Description:
The optimizer appears to choose a much slower join order, even though an equivalent JOIN_PREFIX/JOIN_ORDER plan has a lower estimated cost and is thousands of times faster.
The query joins three tables:
t2 STRAIGHT_JOIN t1 ON t2.c1 = t1.c1
INNER JOIN t0 ON t1.c0 = t0.c4
WHERE t1.c4 < -1796620509
After ANALYZE TABLE, the default plan first builds a large disconnected intermediate result between t2 and t0:
Inner hash join (no condition)
t2 index scan
t0 table scan
This produces about 6.26 million rows. The plan then performs an index lookup on t1 for each row of this intermediate result:
Index lookup on t1 using i2 (c0 = t0.c4)
loops = 6.26e+6
The query returns no rows. However, the default plan only discovers this after millions of failed t1 index lookups.
With JOIN_PREFIX(t2,t1,t0), JOIN_ORDER(t2,t1,t0), or JOIN_FIXED_ORDER(), MySQL applies the selective t1 predicate first:
Filter: (t1.c4 < -1796620509)
Table scan on t1
This immediately produces zero rows, so the remaining join work is avoided.
On my machine, EXPLAIN ANALYZE is stable across repeated runs:
Default plan:
7726 ms
7689 ms
7670 ms
JOIN_PREFIX(t2,t1,t0):
2.67 ms
2.69 ms
2.63 ms
JOIN_ORDER(t2,t1,t0):
2.62 ms
JOIN_FIXED_ORDER():
2.69 ms
The default plan has a reported estimated cost of about 2.82e+6, while the JOIN_PREFIX plan has a lower reported estimated cost of about 1.86e+6. Therefore, the hinted plan is not only much faster in runtime, but also lower in MySQL's own reported cost.
This looks like a missed selective-table-first join order under a STRAIGHT_JOIN constraint.
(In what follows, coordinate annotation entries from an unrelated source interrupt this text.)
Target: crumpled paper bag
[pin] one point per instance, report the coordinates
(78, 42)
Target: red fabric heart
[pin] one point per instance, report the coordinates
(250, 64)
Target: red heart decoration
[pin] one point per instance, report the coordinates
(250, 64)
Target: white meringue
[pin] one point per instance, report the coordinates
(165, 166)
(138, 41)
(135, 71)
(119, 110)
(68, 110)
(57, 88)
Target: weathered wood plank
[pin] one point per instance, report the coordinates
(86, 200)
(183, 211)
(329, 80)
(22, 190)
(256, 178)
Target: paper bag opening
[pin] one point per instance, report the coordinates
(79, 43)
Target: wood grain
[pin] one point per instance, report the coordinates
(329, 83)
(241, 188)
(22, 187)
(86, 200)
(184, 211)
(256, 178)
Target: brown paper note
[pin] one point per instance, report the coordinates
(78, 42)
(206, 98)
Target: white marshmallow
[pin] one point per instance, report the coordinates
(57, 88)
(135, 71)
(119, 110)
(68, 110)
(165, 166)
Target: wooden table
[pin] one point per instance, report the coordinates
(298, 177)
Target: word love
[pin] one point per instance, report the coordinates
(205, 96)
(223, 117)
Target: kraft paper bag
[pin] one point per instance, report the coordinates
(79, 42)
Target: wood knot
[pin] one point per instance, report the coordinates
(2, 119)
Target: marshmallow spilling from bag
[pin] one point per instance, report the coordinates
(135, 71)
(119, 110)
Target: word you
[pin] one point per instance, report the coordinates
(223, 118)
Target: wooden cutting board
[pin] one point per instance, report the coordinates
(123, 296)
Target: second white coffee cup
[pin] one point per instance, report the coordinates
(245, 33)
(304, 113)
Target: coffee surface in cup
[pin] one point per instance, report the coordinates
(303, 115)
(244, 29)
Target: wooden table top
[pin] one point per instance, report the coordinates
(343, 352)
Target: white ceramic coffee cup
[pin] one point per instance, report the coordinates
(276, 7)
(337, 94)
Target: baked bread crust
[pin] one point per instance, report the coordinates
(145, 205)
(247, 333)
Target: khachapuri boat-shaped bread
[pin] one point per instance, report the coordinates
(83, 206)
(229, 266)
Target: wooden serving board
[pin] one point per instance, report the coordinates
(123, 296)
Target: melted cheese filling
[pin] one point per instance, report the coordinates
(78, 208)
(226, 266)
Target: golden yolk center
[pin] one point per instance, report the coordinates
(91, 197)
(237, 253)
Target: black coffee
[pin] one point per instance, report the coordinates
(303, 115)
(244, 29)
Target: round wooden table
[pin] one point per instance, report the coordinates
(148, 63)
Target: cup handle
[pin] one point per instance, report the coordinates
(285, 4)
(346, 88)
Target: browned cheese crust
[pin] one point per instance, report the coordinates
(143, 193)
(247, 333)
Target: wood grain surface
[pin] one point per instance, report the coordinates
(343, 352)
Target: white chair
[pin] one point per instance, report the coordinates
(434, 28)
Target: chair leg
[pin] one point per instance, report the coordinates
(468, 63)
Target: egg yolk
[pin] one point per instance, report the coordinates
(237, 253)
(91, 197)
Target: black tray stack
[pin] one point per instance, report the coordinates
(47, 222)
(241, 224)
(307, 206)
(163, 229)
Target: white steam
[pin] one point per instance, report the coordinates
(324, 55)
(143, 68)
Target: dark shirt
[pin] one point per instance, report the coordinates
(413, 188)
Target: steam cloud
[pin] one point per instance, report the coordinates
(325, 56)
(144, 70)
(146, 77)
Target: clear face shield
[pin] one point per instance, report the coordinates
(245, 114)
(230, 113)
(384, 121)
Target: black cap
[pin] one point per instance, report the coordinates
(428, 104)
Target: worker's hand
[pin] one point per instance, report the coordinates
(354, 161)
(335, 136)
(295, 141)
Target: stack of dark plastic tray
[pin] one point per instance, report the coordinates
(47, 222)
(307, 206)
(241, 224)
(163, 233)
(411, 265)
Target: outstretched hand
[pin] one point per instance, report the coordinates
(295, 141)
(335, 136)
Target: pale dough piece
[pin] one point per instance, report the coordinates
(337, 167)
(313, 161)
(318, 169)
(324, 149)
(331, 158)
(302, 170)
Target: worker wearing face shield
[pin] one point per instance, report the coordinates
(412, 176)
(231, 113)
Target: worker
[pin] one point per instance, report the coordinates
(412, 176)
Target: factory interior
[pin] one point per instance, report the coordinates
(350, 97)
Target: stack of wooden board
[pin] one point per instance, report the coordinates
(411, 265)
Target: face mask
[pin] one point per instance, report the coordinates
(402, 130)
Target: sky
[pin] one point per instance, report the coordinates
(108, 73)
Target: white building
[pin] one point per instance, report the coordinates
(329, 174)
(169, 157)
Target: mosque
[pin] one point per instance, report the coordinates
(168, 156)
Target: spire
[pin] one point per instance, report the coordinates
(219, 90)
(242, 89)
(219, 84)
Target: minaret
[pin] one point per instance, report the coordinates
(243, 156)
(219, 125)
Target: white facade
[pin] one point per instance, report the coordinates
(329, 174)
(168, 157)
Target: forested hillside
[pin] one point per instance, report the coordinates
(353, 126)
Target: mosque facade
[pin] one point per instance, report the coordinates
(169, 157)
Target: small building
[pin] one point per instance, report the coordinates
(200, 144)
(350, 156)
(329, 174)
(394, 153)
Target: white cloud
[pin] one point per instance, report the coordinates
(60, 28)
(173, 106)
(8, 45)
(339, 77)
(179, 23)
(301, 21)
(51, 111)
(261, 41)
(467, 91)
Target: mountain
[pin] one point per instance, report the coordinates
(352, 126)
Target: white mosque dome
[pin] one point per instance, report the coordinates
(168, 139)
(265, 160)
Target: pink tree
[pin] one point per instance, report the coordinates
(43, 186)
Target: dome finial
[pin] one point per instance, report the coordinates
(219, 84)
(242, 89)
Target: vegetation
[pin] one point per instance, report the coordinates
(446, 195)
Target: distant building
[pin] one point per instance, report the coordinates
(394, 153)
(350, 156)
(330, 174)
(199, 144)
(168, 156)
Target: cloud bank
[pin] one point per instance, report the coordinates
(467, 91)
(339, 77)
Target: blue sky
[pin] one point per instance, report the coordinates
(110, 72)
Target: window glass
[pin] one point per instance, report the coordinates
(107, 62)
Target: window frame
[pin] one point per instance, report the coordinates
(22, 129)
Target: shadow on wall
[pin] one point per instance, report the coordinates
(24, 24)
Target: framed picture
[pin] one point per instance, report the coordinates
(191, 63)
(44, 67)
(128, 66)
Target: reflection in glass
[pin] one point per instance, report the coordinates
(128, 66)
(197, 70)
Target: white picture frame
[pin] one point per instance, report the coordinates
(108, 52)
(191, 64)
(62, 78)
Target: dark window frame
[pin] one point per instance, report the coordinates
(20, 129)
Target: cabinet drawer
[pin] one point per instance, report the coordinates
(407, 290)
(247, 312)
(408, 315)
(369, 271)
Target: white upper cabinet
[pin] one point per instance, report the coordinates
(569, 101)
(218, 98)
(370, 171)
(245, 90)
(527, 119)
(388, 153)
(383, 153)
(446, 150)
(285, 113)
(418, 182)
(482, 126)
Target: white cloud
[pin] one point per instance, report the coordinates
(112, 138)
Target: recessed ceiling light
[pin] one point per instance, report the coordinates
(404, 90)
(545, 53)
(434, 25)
The issue is not that hash join without a condition is always wrong; the issue is that the chosen join order creates a large disconnected intermediate before applying a highly selective predicate on t1, while an equivalent lower-cost join order avoids the unnecessary work.
How to repeat:
1. Save the attached SQL file as:
mysql_straight_join_selective_filter_repro.sql
2. Run it with comments enabled, so that optimizer hints are preserved:
mysql -h 127.0.0.1 -P 3306 -u root --comments --table \
< mysql_straight_join_selective_filter_repro.sql \
> mysql_straight_join_selective_filter_repro_result.txt 2>&1
3. The script creates a database named:
mysql_join_prefix_selective_filter_repro
It creates three InnoDB tables t0, t1, and t2, creates indexes, loads scaled synthetic data, runs ANALYZE TABLE, and then compares:
CASE A: default plan
CASE B: JOIN_PREFIX(t2,t1,t0)
CONTROL C: JOIN_ORDER(t2,t1,t0)
CONTROL D: JOIN_FIXED_ORDER()
4. Observe the default EXPLAIN FORMAT=TREE output. It contains a large disconnected intermediate:
-> Nested loop inner join
-> Inner hash join (no condition)
-> Covering index scan on t2 using i5
-> Hash
-> Filter: (t0.c4 is not null)
-> Table scan on t0
-> Filter: ((t1.c1 = t2.c1) and (t1.c4 < -1796620509))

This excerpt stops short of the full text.